Moreover, the prominence of Israeli researchers during COVID-19 can itself serve as a springboard for the future, if used wisely. This applies both to collaborations with researchers in other countries (Factor 8) and to the relationships built with editors of leading journal (Factor 11). Israeli researchers, Israeli research institutions, and the Israeli government can, and should, take concrete steps to expand those relationships and apply them to a wide range of fields beyond vaccines and pandemic responses. Israeli researchers' recent publication successes also underscore the importance of promoting inter-organizational research collaborations and facilitating integration of databases across organizations for research purposes.

The value of Israeli health data is well recognized by Israeli authorities. The Ministry of Health has published a clear policy paper with legal and operational guidelines for the sharing big-data, and the infrastructure for doing so is already in place. Looking ahead, Israel needs to build on the positive experience with COVID-19 data by promoting additional research collaborations in other areas of health and health care and by integrating the relevant data from diverse health providers.

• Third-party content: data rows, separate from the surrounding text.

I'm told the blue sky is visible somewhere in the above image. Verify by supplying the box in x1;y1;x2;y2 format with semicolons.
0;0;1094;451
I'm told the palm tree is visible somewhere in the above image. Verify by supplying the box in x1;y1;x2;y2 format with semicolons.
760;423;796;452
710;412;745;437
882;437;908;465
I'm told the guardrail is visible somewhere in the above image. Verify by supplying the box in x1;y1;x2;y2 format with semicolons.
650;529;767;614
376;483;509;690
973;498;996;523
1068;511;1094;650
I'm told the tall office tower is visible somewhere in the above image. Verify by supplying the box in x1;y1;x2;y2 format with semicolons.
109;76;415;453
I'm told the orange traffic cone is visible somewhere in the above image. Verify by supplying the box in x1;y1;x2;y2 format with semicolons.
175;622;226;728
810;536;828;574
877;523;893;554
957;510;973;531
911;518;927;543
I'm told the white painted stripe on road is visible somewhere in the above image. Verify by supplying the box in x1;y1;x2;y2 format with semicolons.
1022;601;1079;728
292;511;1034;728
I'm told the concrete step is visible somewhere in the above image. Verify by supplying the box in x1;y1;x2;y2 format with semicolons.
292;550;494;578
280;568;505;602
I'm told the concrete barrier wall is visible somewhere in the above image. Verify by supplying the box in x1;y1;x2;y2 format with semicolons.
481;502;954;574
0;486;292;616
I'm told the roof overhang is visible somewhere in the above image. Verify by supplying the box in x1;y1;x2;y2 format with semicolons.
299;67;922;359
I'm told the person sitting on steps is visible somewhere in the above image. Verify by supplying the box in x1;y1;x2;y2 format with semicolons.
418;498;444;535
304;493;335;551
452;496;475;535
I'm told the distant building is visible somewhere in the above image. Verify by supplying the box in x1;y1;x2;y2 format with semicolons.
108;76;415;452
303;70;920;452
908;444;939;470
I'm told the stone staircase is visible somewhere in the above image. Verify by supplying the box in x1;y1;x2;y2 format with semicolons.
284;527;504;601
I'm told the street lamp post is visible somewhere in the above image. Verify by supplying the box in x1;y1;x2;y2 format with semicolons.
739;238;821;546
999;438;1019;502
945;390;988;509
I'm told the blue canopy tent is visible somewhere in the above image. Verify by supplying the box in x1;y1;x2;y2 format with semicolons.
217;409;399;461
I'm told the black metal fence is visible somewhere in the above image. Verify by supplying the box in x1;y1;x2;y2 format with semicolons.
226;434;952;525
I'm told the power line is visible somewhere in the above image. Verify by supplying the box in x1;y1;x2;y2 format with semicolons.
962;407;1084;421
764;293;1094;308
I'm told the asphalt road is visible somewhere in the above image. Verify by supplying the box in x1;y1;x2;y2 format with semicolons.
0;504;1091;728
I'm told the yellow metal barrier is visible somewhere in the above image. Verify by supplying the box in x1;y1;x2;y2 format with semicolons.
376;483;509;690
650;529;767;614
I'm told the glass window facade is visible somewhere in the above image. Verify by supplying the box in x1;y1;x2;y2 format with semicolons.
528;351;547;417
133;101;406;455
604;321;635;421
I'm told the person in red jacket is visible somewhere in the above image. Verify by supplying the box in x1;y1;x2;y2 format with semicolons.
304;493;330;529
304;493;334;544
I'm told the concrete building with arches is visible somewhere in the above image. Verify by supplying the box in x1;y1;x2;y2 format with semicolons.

Israel now has the scientific world's interest and appreciation when it comes to research on COVID-19 vaccines. In large part, it is up to the stakeholders in Israel, to determine the extent to which this interest and appreciation can be broadened and sustained.

Availability of data and materials

Not applicable.

Notes

  1. For our purposes, Web of Scholar had several advantages over Scopus and Google Scholar, as WoS includes data fields on country affiliations of authors and institutional affiliations of authors. In contrast, Google Scholar does not have data fields for either of these two parameters and Scopus does not have a data field for institutional affiliations. In addition, the Highly Cited Papers data field, which we used extensively in our analysis, has no analogue in Scopus or Google Scholar.

  2. In this sense it is not unusual for an article to be associated with more than one country. Indeed, sometimes even an individual author is associated with more than one country.

  3. Note that the "highly cited" designation considers date of publication. Accordingly, a list of Highly Cited Papers is likely to include some articles with fewer citations than those of other articles not included in the list.

  4. Israel has a national health insurance system in which every resident is insured through one of four competing, nonprofit, health plans [117].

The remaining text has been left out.